Linux Network Administration Course

This course expands on basic UNIX system administration by covering the fundamentals of UNIX network administration.
Furthermore, the course focuses on
  1. TCP/IP networking under UNIX,
  2. network monitoring, and
  3. debugging.

Versions of UNIX covered

The course also covers the variations between the Solaris, Linux, AIX, and HP-UX operating systems.
The examples and exercises, however, focus on using a Linux or a Solaris system. In cases where the commands or procedures vary significantly between Linux and Solaris, two versions of examples and exercises are offered.One course is for Linux and the other for Solaris.

Which core concepts should a Linux Administrator understand?

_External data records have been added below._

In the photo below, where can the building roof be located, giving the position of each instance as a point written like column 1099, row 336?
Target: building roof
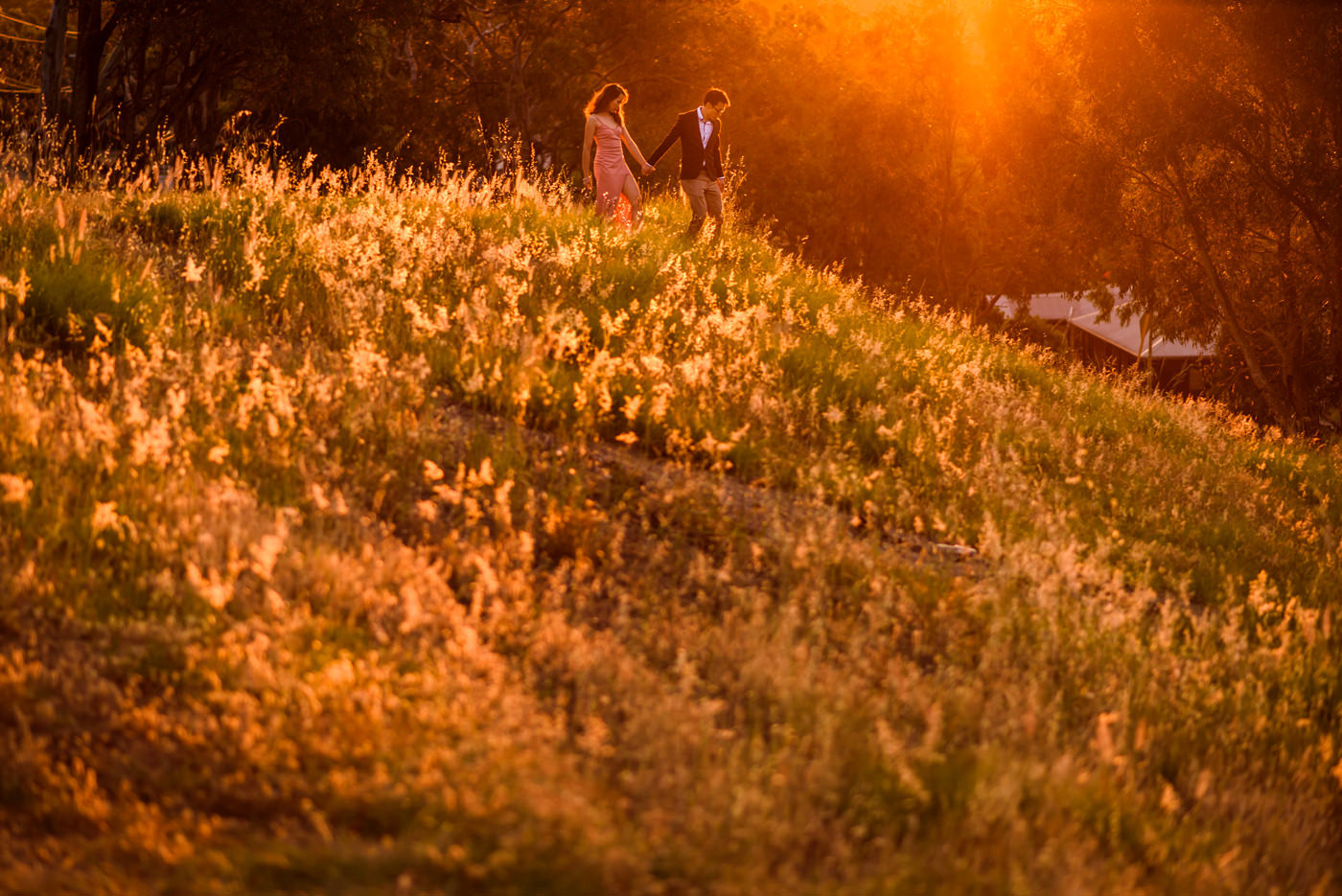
column 1080, row 312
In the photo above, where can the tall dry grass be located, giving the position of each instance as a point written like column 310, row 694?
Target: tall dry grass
column 364, row 534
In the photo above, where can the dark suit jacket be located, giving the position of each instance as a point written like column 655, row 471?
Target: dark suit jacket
column 695, row 157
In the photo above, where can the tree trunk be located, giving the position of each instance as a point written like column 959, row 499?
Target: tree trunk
column 54, row 59
column 87, row 62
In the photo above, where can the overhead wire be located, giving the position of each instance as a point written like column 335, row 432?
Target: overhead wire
column 31, row 24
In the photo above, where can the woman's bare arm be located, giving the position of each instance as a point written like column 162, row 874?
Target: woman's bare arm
column 588, row 136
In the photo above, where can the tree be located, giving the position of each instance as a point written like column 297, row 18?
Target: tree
column 1225, row 123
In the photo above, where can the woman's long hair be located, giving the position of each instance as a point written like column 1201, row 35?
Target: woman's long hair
column 601, row 98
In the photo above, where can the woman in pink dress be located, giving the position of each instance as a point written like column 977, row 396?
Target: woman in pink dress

A Linux administrator should understand the following core concepts:
  1. Operating System Fundamentals: knowledge of the Linux file system hierarchy, process management, and system startup and shutdown.
  2. File System Management: understanding of disk partitioning, file system types, and creating, mounting, and unmounting file systems.
  3. Package Management: knowledge of using package managers such as apt, yum, or dnf to install, update, and remove software packages.
  4. Network Configuration: ability to configure and manage network interfaces, routing, firewall rules, and network services such as DHCP, DNS, and NTP.
  5. Security: understanding of basic security concepts like permissions, user and group management, file and directory security, and security-enhancing tools like SELinux.
  6. System Monitoring: knowledge of using tools like top, ps, df, and free to monitor system performance, and knowledge of log files and system event logs.
  7. Bash scripting: ability to write shell scripts to automate tasks and perform operations on large groups of systems.
  8. Virtualization: understanding of virtualization technologies such as KVM, Xen, and VMware, and the ability to create, manage, and monitor virtual machines.
  9. High Availability: knowledge of concepts and tools used to achieve high availability such as clustering, load balancing, and failover.

Course goals

After completing the course, you will be able to:
  1. Describe in general terms the different layers in the TCP/IP protocol
  2. Understand the rules governing IP address classes and netmasks
  3. Configure the resolver library to arrange for TCP/IP name service
  4. Bring interfaces up and down, and set their IP addresses and netmasks
  5. Set the default route in the kernel routing table
  6. Describe the difference between TCP and UDP services
  7. Understand the significance of the /etc/services file and well-known port numbers
  8. Configure the inet daemon, which controls many Internet services
  9. Briefly describe many common services, and use telnet to contact servers directly
  10. Use the ping command to test network connectivity
  11. Use the netstat command to examine kernel tables pertaining to networking
  12. Use the traceroute command to discover network paths
  13. Use tcpdump to examine all network traffic

The TCP/IP Protocol has played an essential role in the development of the internet. It may very well be argued that without the the seven layers of the OSI model, the internet may never have come into existence.